In response to the vote in the U.S. House of Representatives on the Constitutional Amendment to protect marriage, Family Research Council (FRC) President Tony Perkins released a statement claiming that the movement to protect traditional marriage is gaining momentum.
"We may not have won by 2/3, but momentum is on our side,” he said. “We have a majority of Congressional members on record now who are seeking to protect marriage. We have 13 states that have passed or seeking to pass marriage protection amendments to their state constitutions this election cycle and we have a president who supports this amendment.”
Perkins stated that “We are moving forward steadily and we will succeed in protecting marriage. We've known from the beginning that this was going to be a long fight. And I'm here to tell you that Family Research Council will continue an all out effort to protect and promote traditional marriage."
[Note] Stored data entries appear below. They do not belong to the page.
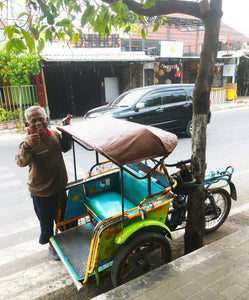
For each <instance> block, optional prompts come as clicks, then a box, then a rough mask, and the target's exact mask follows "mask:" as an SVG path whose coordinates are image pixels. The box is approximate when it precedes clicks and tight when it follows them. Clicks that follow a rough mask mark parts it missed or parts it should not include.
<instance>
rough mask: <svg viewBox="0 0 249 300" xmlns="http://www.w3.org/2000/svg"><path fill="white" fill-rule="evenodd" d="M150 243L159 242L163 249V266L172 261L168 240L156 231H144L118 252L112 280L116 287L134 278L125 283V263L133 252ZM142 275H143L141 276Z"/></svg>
mask: <svg viewBox="0 0 249 300" xmlns="http://www.w3.org/2000/svg"><path fill="white" fill-rule="evenodd" d="M148 242H157V243H159V244H160V246H161V249H163V259H162V262H161V265H163V264H165V263H168V262H170V261H171V248H170V244H169V242H168V240H167V239H166V237H165V236H164V235H163V234H161V233H159V232H155V231H143V232H140V234H136V235H135V236H133V237H131V238H130V239H129V240H128V241H127V242H125V243H124V244H123V245H122V246H121V247H120V249H119V250H118V252H117V254H116V256H115V259H114V263H113V265H112V269H111V280H112V284H113V286H114V287H117V286H119V285H121V284H123V283H125V282H128V281H130V280H132V279H134V278H135V277H134V278H131V279H129V280H127V281H124V280H123V279H122V278H123V268H124V267H125V263H126V261H127V259H129V256H130V255H131V254H132V252H133V251H134V250H135V249H136V248H138V247H139V246H142V245H143V244H145V243H148ZM148 271H150V270H146V271H145V272H143V273H146V272H148ZM140 275H142V274H140Z"/></svg>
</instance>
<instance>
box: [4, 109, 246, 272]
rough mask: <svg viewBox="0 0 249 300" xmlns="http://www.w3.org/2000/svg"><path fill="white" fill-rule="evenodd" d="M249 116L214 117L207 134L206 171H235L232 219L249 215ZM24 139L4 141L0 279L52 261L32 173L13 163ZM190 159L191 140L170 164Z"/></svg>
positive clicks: (242, 115) (225, 116)
mask: <svg viewBox="0 0 249 300" xmlns="http://www.w3.org/2000/svg"><path fill="white" fill-rule="evenodd" d="M248 115H249V108H248V107H244V108H243V109H242V108H240V109H232V110H226V111H218V112H213V114H212V119H211V123H210V124H209V125H208V129H207V154H206V155H207V170H211V169H214V170H216V169H217V170H220V171H222V170H224V169H225V168H226V167H227V166H229V165H231V166H233V167H234V169H235V172H234V176H233V182H234V183H235V185H236V187H237V193H238V201H237V202H234V201H233V202H232V211H231V215H232V214H235V213H238V212H241V211H243V209H244V208H245V209H246V208H247V209H249V203H248V196H247V195H248V179H247V176H248V175H249V169H248V166H249V157H248V155H247V152H248V149H249V123H248ZM72 122H73V121H72ZM22 139H23V136H21V135H17V134H7V135H5V134H1V135H0V141H1V143H0V178H1V182H0V188H1V199H0V245H1V248H0V257H1V262H0V267H1V272H0V278H1V277H5V276H8V275H11V274H14V273H15V272H17V271H18V270H21V267H20V262H21V261H22V263H24V264H25V266H26V268H31V267H33V266H34V265H38V264H41V263H42V262H44V261H47V260H49V258H48V254H47V248H46V246H41V245H39V243H38V237H39V223H38V221H37V220H36V216H35V213H34V211H33V207H32V202H31V199H30V197H29V192H28V190H27V186H26V180H27V174H28V168H19V167H18V166H16V164H15V160H14V157H15V154H16V152H17V150H18V145H19V143H20V141H21V140H22ZM76 150H77V149H76ZM190 156H191V139H189V138H185V137H180V138H179V143H178V145H177V147H176V149H175V151H174V152H173V153H172V154H171V155H170V156H169V158H168V160H167V163H174V162H176V161H179V160H182V159H188V158H190ZM64 158H65V162H66V166H67V169H68V175H69V179H70V180H73V178H74V173H73V168H72V163H73V162H72V153H71V152H68V153H66V154H64ZM93 158H94V157H93V156H92V154H91V155H89V156H87V157H86V156H83V155H82V154H80V155H78V156H77V162H78V165H79V167H78V174H80V175H81V176H84V173H85V172H86V170H87V168H88V166H90V165H91V160H93ZM169 171H170V170H169ZM61 268H63V266H61Z"/></svg>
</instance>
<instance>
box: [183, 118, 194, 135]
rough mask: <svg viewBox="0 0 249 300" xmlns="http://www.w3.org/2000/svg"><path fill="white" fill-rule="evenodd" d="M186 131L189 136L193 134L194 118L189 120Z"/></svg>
mask: <svg viewBox="0 0 249 300" xmlns="http://www.w3.org/2000/svg"><path fill="white" fill-rule="evenodd" d="M185 133H186V136H187V137H191V136H192V120H190V121H188V124H187V126H186V129H185Z"/></svg>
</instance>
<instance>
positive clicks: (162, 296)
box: [0, 213, 249, 300]
mask: <svg viewBox="0 0 249 300" xmlns="http://www.w3.org/2000/svg"><path fill="white" fill-rule="evenodd" d="M248 215H249V214H248V213H247V215H246V217H247V218H248ZM244 217H245V215H244ZM223 226H225V225H223ZM240 228H242V229H241V230H238V231H235V232H234V233H232V234H230V235H228V236H226V237H224V238H222V239H219V240H217V241H215V242H213V243H211V244H209V245H207V246H205V247H203V248H201V249H198V250H196V251H194V252H192V253H190V254H188V255H185V256H181V257H180V258H178V259H175V260H174V261H172V262H171V263H168V264H166V265H163V266H161V267H159V268H158V269H156V270H153V271H151V272H149V273H147V274H145V275H143V276H141V277H138V278H136V279H134V280H133V281H130V282H128V283H126V284H124V285H122V286H120V287H117V288H115V289H112V286H111V285H110V283H108V282H110V279H109V277H110V273H108V270H107V271H106V272H107V273H103V274H102V273H101V276H103V277H101V283H103V281H106V282H107V283H108V284H109V285H108V284H106V283H105V286H104V288H103V285H102V286H101V285H100V286H97V285H96V282H95V279H94V278H92V279H91V280H90V281H89V282H88V283H87V285H86V288H85V290H83V292H82V293H79V292H78V291H77V289H76V287H75V286H74V284H73V282H72V280H71V278H70V277H69V275H68V273H67V271H66V270H65V268H64V266H63V265H62V263H61V262H60V261H51V260H49V258H46V256H45V255H46V254H47V251H46V254H45V252H44V251H45V250H44V251H42V252H40V254H39V258H38V257H33V256H32V253H31V254H30V257H29V260H30V261H31V262H33V263H34V264H29V263H28V262H27V261H25V260H23V261H22V264H21V267H20V268H21V269H19V270H15V271H14V272H13V273H12V274H10V275H8V276H6V275H2V276H0V278H1V280H0V299H3V300H6V299H11V300H17V299H18V300H27V299H28V300H33V299H39V300H68V299H73V300H82V299H85V300H86V299H94V300H124V299H125V300H151V299H157V300H160V299H162V300H167V299H170V300H178V299H179V300H180V299H191V300H195V299H197V300H202V299H206V300H214V299H215V300H218V299H224V300H232V299H240V300H246V299H249V226H246V227H245V226H244V227H243V226H241V227H240ZM18 255H19V256H21V253H19V254H18ZM1 259H4V256H3V257H1ZM17 259H18V258H17ZM19 259H20V257H19ZM27 259H28V258H27ZM37 260H39V264H38V265H36V261H37ZM13 265H14V263H12V264H8V265H7V266H8V268H9V269H14V268H15V266H13ZM2 272H4V269H2ZM0 273H1V272H0ZM10 273H11V271H10ZM107 278H108V279H107ZM104 291H107V292H106V293H103V292H104ZM101 293H102V294H101ZM98 294H99V295H98ZM96 295H98V296H96ZM94 297H95V298H94Z"/></svg>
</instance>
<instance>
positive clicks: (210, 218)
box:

Family Research Council has been pushing for the amendment's passage through television programs, thousands of media appearances and grassroots activism.
The vote on the marriage amendment was 227-186; 49 votes shy of the two-thirds needed to go back to the senate.
The measure drew the support of 191 Republicans and 36 Democrats. Voting against it were 158 Democrats, 27 Republicans and one independent.
President George W. Bush issued a statement expressing disappointment with the vote's outcome. ''Because activist judges and local officials in some parts of the country are seeking to redefine marriage for the rest of the country, we must remain vigilant in defending traditional marriage,'' the President said.